While the title is summer fried rice, I think it’s amazing any time! I made quite a few changes and I’ve cooked it my way and according to the recipe and both are great, but I changed a bit for food sensitivities and convenience. Original recipe here from I Food Real. Recipe with my adjustments below.
Notes:
- Subbed brown rice for quinoa
- Subbed coconut aminos for soy sauce
- Subbed butter for coconut oil (coconut oil is not safe/good for high heat cooking)
- I skipped the chicken to make it vegetarian
- I added 1/2 onion for more veggies
- I skipped the bell pepper for food sensitivities
- I skipped the ginger for convenience, but it’s good with it too and you can sub dry for fresh
- I skipped the green onion because I didn’t have any on hand!
- I also think peas and cauliflower would taste amazing added to this.
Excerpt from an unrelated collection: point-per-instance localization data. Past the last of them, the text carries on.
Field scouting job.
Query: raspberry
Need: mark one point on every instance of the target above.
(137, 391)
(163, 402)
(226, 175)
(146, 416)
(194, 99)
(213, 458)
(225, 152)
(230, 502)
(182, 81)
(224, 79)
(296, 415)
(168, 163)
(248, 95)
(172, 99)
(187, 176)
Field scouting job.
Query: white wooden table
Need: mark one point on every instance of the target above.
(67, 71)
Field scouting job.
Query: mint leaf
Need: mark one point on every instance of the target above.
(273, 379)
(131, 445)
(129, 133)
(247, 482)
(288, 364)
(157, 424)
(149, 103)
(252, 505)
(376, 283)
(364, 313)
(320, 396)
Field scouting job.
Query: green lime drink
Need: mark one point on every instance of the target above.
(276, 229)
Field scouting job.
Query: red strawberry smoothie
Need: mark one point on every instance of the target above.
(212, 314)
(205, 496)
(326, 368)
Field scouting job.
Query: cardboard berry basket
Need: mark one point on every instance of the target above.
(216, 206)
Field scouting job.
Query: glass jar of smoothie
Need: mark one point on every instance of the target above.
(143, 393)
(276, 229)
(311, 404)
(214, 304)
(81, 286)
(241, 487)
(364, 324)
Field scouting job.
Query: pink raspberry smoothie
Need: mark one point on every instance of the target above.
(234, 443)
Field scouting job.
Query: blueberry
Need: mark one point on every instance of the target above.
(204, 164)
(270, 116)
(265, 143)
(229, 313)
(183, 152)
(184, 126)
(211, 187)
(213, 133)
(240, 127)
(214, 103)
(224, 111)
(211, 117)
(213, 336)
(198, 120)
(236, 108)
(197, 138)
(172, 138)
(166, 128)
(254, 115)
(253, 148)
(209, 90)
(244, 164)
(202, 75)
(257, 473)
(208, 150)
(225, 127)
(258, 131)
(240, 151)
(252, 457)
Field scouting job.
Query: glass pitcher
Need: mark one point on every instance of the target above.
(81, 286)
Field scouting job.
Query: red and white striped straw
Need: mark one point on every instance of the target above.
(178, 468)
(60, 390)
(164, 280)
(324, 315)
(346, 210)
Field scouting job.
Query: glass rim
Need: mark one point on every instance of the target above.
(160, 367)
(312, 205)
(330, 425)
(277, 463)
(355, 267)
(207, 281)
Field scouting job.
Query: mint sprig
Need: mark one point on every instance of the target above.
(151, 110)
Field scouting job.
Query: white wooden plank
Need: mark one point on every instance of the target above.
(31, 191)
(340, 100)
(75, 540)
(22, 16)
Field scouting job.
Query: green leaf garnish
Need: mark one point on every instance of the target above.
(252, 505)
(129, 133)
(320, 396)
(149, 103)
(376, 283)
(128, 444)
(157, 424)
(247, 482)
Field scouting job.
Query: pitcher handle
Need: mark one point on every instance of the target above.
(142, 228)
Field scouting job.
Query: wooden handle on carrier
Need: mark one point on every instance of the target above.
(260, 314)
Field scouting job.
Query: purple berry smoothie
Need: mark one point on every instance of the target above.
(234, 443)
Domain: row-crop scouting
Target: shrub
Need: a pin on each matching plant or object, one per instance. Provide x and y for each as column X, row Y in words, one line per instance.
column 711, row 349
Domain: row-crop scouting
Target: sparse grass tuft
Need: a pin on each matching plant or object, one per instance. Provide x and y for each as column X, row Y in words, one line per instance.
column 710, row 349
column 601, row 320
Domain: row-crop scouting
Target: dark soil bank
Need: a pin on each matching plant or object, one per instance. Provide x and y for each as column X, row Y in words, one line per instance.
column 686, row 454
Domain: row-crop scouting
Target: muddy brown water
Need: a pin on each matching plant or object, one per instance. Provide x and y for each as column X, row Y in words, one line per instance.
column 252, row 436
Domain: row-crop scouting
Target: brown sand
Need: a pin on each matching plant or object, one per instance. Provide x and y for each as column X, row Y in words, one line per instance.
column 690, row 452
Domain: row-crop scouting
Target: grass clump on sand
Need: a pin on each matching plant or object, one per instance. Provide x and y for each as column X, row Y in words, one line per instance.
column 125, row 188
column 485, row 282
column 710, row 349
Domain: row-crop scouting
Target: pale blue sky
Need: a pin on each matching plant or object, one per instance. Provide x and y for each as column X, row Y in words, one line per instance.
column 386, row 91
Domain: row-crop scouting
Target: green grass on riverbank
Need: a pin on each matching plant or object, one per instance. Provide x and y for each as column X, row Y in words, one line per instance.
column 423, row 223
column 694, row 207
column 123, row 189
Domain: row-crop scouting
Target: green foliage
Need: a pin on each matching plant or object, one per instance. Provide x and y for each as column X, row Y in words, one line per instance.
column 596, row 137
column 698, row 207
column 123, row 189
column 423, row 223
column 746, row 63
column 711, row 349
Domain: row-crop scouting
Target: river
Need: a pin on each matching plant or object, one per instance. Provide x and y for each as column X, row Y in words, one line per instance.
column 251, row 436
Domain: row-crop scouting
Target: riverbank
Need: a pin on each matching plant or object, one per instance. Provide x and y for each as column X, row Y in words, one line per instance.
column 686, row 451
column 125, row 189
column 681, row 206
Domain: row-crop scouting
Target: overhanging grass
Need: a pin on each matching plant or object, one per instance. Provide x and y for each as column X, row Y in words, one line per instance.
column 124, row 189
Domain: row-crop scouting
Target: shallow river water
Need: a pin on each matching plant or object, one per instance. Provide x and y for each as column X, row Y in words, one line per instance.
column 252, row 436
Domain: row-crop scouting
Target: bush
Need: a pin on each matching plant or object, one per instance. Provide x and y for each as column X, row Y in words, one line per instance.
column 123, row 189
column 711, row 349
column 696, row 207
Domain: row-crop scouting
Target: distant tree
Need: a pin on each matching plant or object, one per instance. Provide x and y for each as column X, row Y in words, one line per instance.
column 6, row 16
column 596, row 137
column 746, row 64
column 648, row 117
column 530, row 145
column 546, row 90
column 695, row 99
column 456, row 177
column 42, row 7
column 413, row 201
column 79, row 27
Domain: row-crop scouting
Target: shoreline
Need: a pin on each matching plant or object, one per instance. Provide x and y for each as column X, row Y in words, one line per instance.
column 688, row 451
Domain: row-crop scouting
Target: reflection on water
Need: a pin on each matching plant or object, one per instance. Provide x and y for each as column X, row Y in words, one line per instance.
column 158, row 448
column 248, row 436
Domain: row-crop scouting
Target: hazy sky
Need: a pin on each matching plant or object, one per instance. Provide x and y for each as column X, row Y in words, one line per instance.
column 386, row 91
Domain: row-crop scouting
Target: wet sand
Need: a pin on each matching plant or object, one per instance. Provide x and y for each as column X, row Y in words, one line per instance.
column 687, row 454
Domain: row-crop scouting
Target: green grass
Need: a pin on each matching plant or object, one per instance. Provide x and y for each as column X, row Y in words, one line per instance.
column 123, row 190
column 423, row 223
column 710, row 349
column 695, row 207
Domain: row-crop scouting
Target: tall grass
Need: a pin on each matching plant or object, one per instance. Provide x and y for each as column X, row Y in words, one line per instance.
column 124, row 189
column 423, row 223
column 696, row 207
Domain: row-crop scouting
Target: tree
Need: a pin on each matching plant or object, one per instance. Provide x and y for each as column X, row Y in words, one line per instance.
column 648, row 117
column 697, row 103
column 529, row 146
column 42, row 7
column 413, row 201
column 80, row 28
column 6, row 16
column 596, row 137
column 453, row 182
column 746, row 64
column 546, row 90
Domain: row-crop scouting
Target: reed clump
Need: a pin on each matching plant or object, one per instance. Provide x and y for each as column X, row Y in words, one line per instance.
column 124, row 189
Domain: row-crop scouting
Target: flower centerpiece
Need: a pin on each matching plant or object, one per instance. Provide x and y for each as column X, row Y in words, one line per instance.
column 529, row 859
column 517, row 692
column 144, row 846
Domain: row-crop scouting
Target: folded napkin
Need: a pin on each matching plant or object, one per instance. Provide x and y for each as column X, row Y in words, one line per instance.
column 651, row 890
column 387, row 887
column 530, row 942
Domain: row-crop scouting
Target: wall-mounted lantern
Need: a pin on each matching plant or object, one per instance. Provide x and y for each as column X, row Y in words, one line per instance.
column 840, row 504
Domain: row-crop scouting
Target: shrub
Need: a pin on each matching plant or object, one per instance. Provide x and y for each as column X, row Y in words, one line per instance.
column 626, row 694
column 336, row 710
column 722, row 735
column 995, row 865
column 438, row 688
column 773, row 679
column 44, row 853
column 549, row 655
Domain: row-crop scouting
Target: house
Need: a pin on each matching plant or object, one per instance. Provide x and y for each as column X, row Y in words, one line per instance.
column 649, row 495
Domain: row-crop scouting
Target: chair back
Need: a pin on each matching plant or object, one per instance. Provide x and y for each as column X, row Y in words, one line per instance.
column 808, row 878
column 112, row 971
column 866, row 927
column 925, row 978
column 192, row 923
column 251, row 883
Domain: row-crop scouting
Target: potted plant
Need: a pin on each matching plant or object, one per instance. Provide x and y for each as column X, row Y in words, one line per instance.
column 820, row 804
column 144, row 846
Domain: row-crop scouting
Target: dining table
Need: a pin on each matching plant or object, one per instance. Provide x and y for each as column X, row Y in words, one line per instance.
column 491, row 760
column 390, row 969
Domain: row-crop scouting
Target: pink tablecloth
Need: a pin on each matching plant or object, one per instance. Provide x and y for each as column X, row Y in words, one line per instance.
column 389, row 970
I’d sauté cauliflower with the rest of the veggies and add frozen peas at the end when you’re stirring all the hot ingredients together
- I would recommend 5-6 eggs if you like more eggs in your fried rice
- Sub olive or avocado oil for butter if dairy free
Ingredients
- 1 1/2 cups uncooked brown rice or quinoa
- 2 Tablespoons Butter
- 2 Tablespoons + 2 teaspoons coconut aminos
- 5-6 eggs
- 1 lb mushrooms
- 1 teaspoon sesame oil
- 1 large zucchini
- 1 head broccoli
- 1/2 inch fresh ginger grated
- 1 garlic clove crushed
1. cook quinoa or rice (I do this in a rice cooker first and let it cook while everything else is cooking)
2. Sauté all veggies (I like all mine cooked really well with no crunch- if you like more crunch, put those in last) in 1 tablespoon butter, 1 tablespoon + 2 teaspoons coconut aminos, ginger (optional), sesame oil, and garlic
3. When veggies have just a few min left, scramble eggs in separate pan
4. Combine all ingredients, add coconut aminos, 1 Tablespoon butter and serve! Enjoy!